Post Traumatic Stress Disorder
Most people experience some type of trauma over the course of their lifetime, but while many recover rather quickly others struggle with emotional problems long after the traumatic event has ended. These people are suffering from post traumatic stress disorder, otherwise known as PTSD.
The difference between someone who recover well from a traumatic event and someone who suffers from PTSD is that the person with this condition continues to feel threatened by the event. The brain never really moves beyond the fear and stress of the event and continues to signal anxiety, stress, and fear even though the danger has completely passed and is no longer a real threat.
Those suffering from PTSD may feel as if they are going crazy and may not want to tell anyone else what they are experiencing. There is a particular level of shame or fear of asking for help or they may feel as if there is no way anyone can help them. This is why it is so important for loved ones around the person to pick up on the common symptoms of post traumatic stress disorder and encourage them to seek medical attention.
Many people will notice that something is not quite right with someone in their life who is suffering from PTSD, but most will not know enough post traumatic stress disorder to diagnose the problem. That is why it is so important for anyone with any combination of the following symptoms to seek professional help as quickly as possible:
- Pulling away from close friends and family members.
- Becoming emotionally unavailable or void of emotions.
- Recurring bad dreams.
- Extremely jumpy or anxious over certain environmental cues (noises, voices, etc.)

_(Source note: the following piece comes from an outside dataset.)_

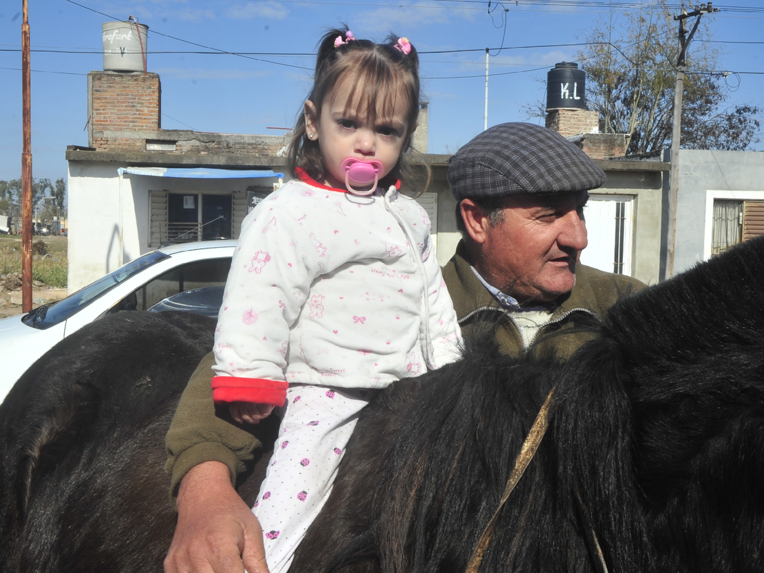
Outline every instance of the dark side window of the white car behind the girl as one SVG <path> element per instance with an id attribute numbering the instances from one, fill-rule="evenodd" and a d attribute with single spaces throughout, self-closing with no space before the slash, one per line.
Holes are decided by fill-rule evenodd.
<path id="1" fill-rule="evenodd" d="M 194 261 L 168 270 L 125 296 L 109 313 L 121 310 L 147 310 L 160 301 L 187 290 L 225 286 L 231 257 Z"/>

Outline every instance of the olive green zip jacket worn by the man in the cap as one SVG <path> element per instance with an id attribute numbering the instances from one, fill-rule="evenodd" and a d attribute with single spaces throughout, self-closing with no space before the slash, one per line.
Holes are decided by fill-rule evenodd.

- Avoiding particular locations or situations that make them feel nervous or attacked.
Many of the symptoms of PTSD are shared with other conditions such as anxiety disorders and depression, so it takes the skilled analysis of a medical professional to accurately diagnose the condition.
Living with PTSD
One issue with diagnosing and overcoming PTSD is the fact that many people will live for years with the condition without seeking help. If others around the person do not actively encourage them to get help or do not realize that there is a serious problem, it can be years before PTSD is officially diagnosed and the person begins to work through the emotional issues causing the disorder.
For instance, an adult who experienced a traumatic event as a child may continue to suffer from some symptoms of PTSD as grown adults. Those who experience traumatic events as adults may be more likely to seek help since they are old enough to see a doctor and help themselves and may not be as dependent on others.

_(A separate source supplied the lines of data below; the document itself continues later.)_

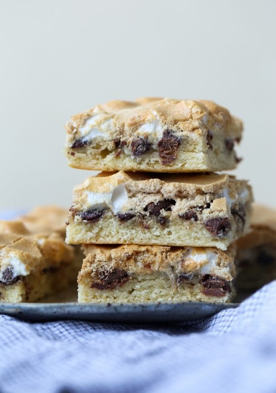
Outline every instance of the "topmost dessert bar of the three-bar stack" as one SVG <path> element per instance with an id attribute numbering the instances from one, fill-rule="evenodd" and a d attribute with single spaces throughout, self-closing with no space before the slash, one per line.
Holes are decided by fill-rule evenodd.
<path id="1" fill-rule="evenodd" d="M 69 165 L 101 171 L 220 171 L 236 167 L 242 122 L 212 101 L 110 101 L 66 124 Z"/>

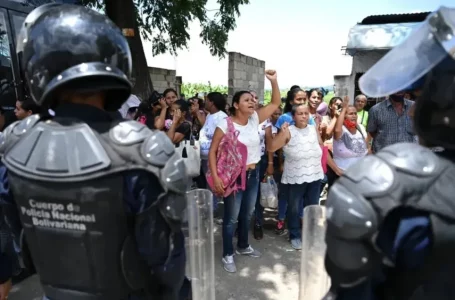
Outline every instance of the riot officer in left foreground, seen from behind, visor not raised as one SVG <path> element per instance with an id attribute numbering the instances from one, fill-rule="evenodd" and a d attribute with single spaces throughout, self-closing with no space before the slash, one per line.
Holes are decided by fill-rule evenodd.
<path id="1" fill-rule="evenodd" d="M 27 17 L 17 51 L 33 100 L 55 117 L 5 130 L 0 197 L 46 297 L 177 299 L 186 169 L 164 133 L 109 113 L 131 94 L 122 32 L 54 4 Z"/>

Living with PTSD is never pleasant. It affects personal relationships and can limit experiences that may have otherwise been enjoyed. The fear and stress that comes with constant flashbacks, memories and dreams of the traumatic event can lead to depression and anxiety disorders that only compound the problems experienced on a daily basis.
If you think someone you love may be suffering from PTSD it is important to find a knowledgeable counselor and medical professionals and get them help immediately. Don't let them suffer alone for another day!